Consider the example adapted from a seminal 1977 essay that considers the timing of cicada brood cycles: if a brood’s emergence pattern was every 15 years, divisible by 3 and 5, and its predator life cycle was every 5 years, then each emergence would coincide with a predator cycle. With a prime number life cycle like 17 years and a 5 year predator life cycle, the brood would only encounter its predator every 85 years (by multiplying 5 by 17).

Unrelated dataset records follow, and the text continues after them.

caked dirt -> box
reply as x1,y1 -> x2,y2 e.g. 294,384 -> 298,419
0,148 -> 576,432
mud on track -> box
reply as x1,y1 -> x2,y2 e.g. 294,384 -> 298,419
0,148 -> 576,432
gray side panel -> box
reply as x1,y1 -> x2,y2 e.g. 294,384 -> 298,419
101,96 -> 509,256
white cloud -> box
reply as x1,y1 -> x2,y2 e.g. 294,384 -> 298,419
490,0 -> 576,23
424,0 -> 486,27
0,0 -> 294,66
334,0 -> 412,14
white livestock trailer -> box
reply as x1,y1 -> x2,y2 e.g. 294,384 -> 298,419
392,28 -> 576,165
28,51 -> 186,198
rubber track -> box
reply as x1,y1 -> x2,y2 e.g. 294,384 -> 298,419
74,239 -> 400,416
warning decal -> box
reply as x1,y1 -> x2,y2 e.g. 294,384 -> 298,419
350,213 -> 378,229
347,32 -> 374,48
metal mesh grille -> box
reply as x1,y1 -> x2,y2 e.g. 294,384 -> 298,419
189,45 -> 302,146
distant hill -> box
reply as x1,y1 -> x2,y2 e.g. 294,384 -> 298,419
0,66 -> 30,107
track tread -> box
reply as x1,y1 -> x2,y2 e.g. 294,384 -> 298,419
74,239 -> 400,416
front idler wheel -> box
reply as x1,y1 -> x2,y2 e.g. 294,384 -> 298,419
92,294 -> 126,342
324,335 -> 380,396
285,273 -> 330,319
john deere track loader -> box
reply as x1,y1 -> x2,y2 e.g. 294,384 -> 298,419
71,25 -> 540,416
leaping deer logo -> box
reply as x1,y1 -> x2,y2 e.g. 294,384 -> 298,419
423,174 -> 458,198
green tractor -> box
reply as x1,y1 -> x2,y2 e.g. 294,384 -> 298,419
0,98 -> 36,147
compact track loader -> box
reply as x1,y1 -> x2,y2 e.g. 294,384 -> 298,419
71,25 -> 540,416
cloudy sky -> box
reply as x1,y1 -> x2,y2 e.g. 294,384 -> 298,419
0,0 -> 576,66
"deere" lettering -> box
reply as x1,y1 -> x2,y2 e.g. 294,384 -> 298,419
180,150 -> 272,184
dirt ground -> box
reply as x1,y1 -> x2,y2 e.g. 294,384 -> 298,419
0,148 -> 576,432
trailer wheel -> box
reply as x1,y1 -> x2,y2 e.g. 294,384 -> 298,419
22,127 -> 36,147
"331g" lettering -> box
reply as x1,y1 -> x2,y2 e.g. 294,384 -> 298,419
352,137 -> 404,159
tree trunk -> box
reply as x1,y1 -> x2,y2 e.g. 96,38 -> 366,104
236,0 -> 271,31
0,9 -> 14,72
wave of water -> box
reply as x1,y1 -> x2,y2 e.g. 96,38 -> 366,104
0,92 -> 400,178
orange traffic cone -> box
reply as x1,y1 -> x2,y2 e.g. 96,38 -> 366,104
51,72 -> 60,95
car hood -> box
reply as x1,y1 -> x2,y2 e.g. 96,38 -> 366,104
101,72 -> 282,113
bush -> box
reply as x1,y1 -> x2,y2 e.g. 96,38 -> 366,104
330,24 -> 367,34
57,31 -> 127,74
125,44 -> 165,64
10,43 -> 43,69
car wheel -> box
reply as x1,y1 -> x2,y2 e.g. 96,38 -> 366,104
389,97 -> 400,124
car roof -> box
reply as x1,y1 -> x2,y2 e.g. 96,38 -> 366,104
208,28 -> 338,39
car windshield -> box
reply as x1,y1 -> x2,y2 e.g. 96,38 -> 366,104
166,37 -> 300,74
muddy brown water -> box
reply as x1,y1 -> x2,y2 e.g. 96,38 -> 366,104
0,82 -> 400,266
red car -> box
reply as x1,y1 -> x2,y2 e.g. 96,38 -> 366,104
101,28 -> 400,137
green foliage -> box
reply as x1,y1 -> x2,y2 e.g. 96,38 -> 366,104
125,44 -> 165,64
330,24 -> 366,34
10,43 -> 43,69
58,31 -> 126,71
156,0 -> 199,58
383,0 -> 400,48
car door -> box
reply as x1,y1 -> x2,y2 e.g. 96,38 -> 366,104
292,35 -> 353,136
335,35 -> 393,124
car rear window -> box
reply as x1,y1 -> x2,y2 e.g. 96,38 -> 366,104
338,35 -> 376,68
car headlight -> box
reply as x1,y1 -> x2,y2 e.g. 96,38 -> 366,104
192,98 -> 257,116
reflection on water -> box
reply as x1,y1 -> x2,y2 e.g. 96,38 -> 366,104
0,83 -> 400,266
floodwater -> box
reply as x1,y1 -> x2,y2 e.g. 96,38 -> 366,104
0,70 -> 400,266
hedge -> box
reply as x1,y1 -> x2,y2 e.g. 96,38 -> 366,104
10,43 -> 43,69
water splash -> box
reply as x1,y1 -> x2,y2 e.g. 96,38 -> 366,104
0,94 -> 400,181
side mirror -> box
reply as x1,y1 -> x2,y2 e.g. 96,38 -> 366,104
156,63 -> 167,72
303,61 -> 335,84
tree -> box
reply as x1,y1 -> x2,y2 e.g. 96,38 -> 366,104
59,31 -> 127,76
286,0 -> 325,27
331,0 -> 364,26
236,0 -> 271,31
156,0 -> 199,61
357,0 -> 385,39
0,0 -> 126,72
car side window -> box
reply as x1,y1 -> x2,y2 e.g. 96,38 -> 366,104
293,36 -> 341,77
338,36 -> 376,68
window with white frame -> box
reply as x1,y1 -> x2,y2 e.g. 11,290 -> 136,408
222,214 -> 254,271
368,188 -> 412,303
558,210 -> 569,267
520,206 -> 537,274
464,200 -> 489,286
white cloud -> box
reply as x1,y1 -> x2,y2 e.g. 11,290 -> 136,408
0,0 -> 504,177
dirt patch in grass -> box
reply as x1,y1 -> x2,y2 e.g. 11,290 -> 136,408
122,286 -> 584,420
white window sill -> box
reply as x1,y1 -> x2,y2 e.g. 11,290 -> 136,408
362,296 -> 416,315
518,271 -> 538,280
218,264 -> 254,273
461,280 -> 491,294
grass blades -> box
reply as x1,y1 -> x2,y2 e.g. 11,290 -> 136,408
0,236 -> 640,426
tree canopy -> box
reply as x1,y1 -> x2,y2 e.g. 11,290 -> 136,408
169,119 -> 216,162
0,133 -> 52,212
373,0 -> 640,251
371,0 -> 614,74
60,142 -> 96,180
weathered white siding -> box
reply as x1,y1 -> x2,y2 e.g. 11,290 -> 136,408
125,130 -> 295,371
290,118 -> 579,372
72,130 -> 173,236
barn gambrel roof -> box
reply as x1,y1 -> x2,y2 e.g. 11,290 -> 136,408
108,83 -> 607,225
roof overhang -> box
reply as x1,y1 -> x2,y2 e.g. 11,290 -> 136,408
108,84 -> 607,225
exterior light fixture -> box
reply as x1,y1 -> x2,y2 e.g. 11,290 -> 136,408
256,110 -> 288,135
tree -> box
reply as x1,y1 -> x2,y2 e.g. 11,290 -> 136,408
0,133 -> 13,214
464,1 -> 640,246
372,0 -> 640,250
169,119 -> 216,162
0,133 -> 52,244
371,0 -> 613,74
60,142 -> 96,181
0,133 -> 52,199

However, explanations for the mystifying prime-numbered emergence patterns that emphasize predator-prey relationships do not sufficiently explain why 13 and 17 are the specific prime numbers selected. A spatial-temporal simulation study of the predator-prey relationship confirms that a prime-numbered life cycle is an optimal strategy for survival and population maintenance. (With predation pressure, life cycles peak between 11 and 19 years, where 19 occurred most frequently). The study confirms there is a prime-numbered sweet spot for periodical cicada emergence patterns but does not serve to explain why the life cycles do not naturally occur as 11 or 19 years. The theory does, however, support that brood periodicity minimizes predator overlap and optimizes predator satiation.
A good evolutionary puzzle leaves something to solve. Regardless of the rationale, the periodical cicada life cycle is a marvel that will come to light soon for about 8 weeks’ time, to close out a cycle and begin anew. If you’re lucky enough to live in an area where Brood X emerges, resist the potential for irritation due to their noise or their numbers. Instead, treasure the incredible intersection of biology and mathematics they illustrate.